History of the Municipal Council in Bowral
In 1881 a Vigilance Committee was formed and was responsible for getting a municipal council established. At a town meeting in August 1881 it was decided to form a committee of thirteen to be called the Bowral Vigilance Committee. It was also decided to send a deputation to the Minister for Lands to get him to acquire land as a recreational ground. In February 1884 at a meeting a motion for incorporation gained two votes in favour, which were from the proposer and the seconder. In August 1884 the committee then decided to call a public meeting to discuss establishing a municipality. The meeting was in favour of the proposal and a petition signed by 140 people was sent to the Government. On the 18th of February 1886 the town was gazetted a municipality. On the 8th of April 1886 nominations were called for with 24 candidates deciding to run for election. On the 13th of April the election was held with JG Morris, W Charker, JJ Campbell, J Loseby, J Hodgson, JL Campbell, R Bridge, C Funston and M Rice chosen. Topping the poll was Morris with 66 votes. On the 16th of April the Council meeting was held with JL Campbell being elected as Mayor. On the 21st of April 1886 the first meeting of Council was held in the School of Arts and in the next week the Town Clerk was appointed as WJ Osbourne who was on a salary of £50 per year.
Bowral inherited miles of unmade streets covered with standing timber with the Council deciding that one of the first jobs is to clear Bowral and Banyette Streets south of Boolwey Street and portions of Wingecarribee, Boolwey, Bendooley, Burradoo and Bong Bong Streets. In August 1886 tenders were called for the job with the job still being carried out three years later after which they were roughly formed.
In February 1889 plans for Council Chambers were prepared and in July a tender for £944 was accepted. The Council borrowed £1000 from R Loseby to build the structure, which opened on the 22nd of January 1890.
Initiated by the great Macadam the system of road making was followed by Council for many years. A trial asphalt crossing was placed in a main street in March 1890 and in April 1893 it was decided to lay down a tar-paving strip in Wingecarribee Street as a footpath. In 1920 a portion of the road in Bong Bong Street was coated with tar macadam as an experiment with many bitumen roads being made since.

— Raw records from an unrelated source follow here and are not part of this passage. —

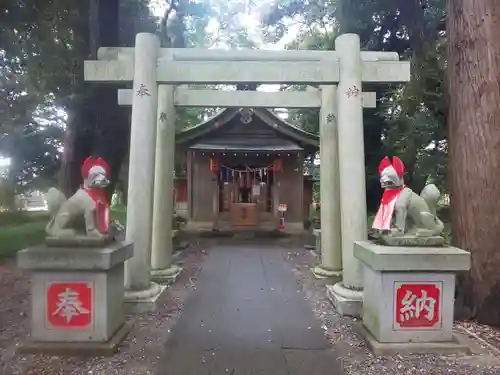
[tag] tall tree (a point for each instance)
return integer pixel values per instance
(474, 144)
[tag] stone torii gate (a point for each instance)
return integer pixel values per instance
(154, 71)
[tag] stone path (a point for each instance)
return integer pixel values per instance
(247, 316)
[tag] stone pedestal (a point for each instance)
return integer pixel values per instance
(348, 301)
(409, 296)
(76, 298)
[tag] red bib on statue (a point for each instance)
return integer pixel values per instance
(386, 210)
(101, 209)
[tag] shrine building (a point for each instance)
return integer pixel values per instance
(243, 169)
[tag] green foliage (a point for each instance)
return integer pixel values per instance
(409, 120)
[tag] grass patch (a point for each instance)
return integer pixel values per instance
(18, 237)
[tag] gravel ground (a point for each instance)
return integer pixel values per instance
(138, 354)
(358, 360)
(144, 345)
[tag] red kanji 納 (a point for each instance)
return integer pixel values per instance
(69, 304)
(417, 305)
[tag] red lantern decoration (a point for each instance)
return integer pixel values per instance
(277, 165)
(214, 164)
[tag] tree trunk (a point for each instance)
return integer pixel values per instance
(474, 146)
(97, 126)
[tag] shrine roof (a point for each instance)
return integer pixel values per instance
(265, 115)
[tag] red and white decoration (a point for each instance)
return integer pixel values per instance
(70, 305)
(390, 197)
(417, 305)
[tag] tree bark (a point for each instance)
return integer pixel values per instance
(474, 146)
(97, 125)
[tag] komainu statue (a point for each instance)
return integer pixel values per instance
(89, 203)
(403, 213)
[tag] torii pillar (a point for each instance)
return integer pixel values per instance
(347, 296)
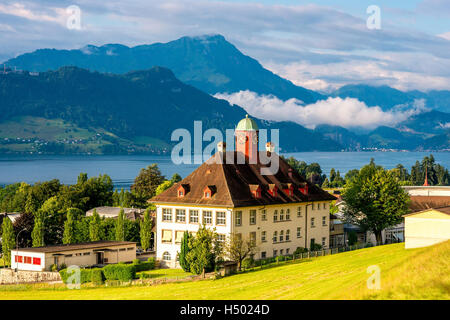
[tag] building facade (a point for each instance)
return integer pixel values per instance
(280, 212)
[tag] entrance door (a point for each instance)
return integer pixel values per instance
(99, 257)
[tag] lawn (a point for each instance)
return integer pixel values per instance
(405, 274)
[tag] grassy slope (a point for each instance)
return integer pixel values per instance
(405, 274)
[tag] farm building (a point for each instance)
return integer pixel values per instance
(80, 254)
(427, 227)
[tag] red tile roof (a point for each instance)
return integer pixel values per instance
(232, 182)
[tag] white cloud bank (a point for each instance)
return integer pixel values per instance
(348, 112)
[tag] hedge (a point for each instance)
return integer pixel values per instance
(85, 274)
(122, 272)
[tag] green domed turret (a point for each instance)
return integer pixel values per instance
(247, 124)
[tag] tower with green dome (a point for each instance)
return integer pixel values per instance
(246, 133)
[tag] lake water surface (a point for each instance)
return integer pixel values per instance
(123, 169)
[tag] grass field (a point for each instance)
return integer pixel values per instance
(405, 274)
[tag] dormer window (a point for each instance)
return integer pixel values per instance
(288, 188)
(182, 190)
(304, 188)
(209, 191)
(273, 190)
(255, 189)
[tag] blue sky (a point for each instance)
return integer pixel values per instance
(320, 44)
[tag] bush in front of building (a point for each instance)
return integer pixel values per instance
(122, 272)
(85, 275)
(97, 276)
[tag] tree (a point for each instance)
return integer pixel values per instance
(238, 248)
(120, 226)
(147, 181)
(201, 255)
(25, 221)
(8, 240)
(374, 200)
(146, 230)
(39, 230)
(184, 250)
(69, 227)
(94, 227)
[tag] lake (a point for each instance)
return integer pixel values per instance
(124, 168)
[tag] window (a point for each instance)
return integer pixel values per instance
(252, 216)
(166, 256)
(180, 215)
(167, 236)
(253, 237)
(238, 218)
(167, 214)
(207, 217)
(193, 216)
(221, 218)
(179, 236)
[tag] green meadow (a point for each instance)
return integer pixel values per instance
(405, 274)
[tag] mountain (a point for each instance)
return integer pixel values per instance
(209, 63)
(386, 97)
(73, 110)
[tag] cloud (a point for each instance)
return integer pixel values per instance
(348, 112)
(316, 46)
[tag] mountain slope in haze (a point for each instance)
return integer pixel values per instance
(131, 110)
(210, 63)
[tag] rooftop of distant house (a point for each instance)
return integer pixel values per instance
(103, 244)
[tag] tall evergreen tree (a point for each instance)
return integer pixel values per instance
(184, 250)
(8, 240)
(146, 230)
(39, 230)
(94, 227)
(69, 228)
(120, 226)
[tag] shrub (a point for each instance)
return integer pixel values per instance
(97, 276)
(248, 263)
(300, 250)
(122, 272)
(85, 275)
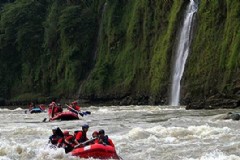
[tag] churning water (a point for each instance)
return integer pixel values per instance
(139, 133)
(182, 52)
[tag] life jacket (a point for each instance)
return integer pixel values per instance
(83, 137)
(54, 139)
(105, 140)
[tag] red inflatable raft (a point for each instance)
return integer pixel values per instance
(98, 151)
(67, 115)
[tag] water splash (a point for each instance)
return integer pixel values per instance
(182, 52)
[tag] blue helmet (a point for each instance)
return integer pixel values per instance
(85, 126)
(101, 131)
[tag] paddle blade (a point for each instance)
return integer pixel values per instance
(88, 112)
(81, 114)
(44, 120)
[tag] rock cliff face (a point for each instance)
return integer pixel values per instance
(118, 51)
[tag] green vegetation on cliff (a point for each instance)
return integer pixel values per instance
(213, 64)
(113, 49)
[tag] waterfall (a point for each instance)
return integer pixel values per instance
(182, 50)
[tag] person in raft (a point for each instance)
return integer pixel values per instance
(103, 139)
(81, 136)
(67, 142)
(56, 135)
(74, 107)
(94, 139)
(54, 109)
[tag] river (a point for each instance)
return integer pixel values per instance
(138, 132)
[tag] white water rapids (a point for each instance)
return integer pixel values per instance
(138, 132)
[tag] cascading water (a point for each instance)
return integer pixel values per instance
(182, 52)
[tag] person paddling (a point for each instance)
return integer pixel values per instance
(56, 135)
(74, 107)
(103, 139)
(67, 142)
(54, 109)
(81, 136)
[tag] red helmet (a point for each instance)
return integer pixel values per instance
(66, 133)
(74, 102)
(95, 132)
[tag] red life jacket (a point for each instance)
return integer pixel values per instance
(80, 136)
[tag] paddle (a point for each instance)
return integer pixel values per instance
(84, 143)
(78, 112)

The main street had 15 kerosene lamps erected in 1888. In 1889 a gasworks that was privately owned was established that laid two miles of pipes. On the 18th of May 1889 the Mayor lit the first street gas lamp that was on the corner of Bowral and Bong Bong Streets. Gas took over from kerosene as the streetlights. Council bought the gasworks for £7000 in 1882 with work on a new gasworks beginning in 1957.
A discussion took place in 1916 regarding a proposal to connect Bowral with the electricity generating plant in Port Kembla but no action was taken. The Public Works Committee recommended to Parliament in 1921 that a transmission line should be built to carry current from Port Kembla to the Southern Highlands with electricity from this source being switched on the 31st of January 1925. The streetlights then changed over to electricity.
In 1889 a scheme was decided upon to obtain water from Loseby's property east of Bowral but that was as far as it went. Surveys were made at various times for a water supply but no action was taken to set up a scheme until 1907 when it was decided to build a reservoir in Gladstone Road with a main from that point and standpipes at intervals to the town. Householders from the standpipes obtained supplies. In 1908 water was obtainable and townspeople were allowed to lay pipes from their homes to the main. A referendum was held in 1912 regarding whether a complete water supply scheme should be adopted which was carried in favour of a majority by one. Only 89 out of 404 ratepayers entitled to vote actually voted. Council on a 6 to 3 vote decided to ask the Government to take steps to carry out works for a water supply but it was not until 1922 that water was turned on with a filtration plant being installed in 1929.
A report on a proposed sewage scheme was put to Council in 1927 and it was unanimously agreed to amend the plan but work didn't start on the scheme until July 1933. In October 1935 Council took it over with householders then authorised to have their houses connected to the system.
Tree planting by the Council began in 1886 with 50 trees set in Station Street. A report in 1889 said tree planting was going on vigorously and the grounds of the Methodist Church and the hospital were having trees set. In August 1891 Arbour Day was held at the school and 60 plants were planted. After a lapse of a number of years it was recommended to start planting again in 1927. In 1939 it was decided to have a plan for tree planting in the streets prepared.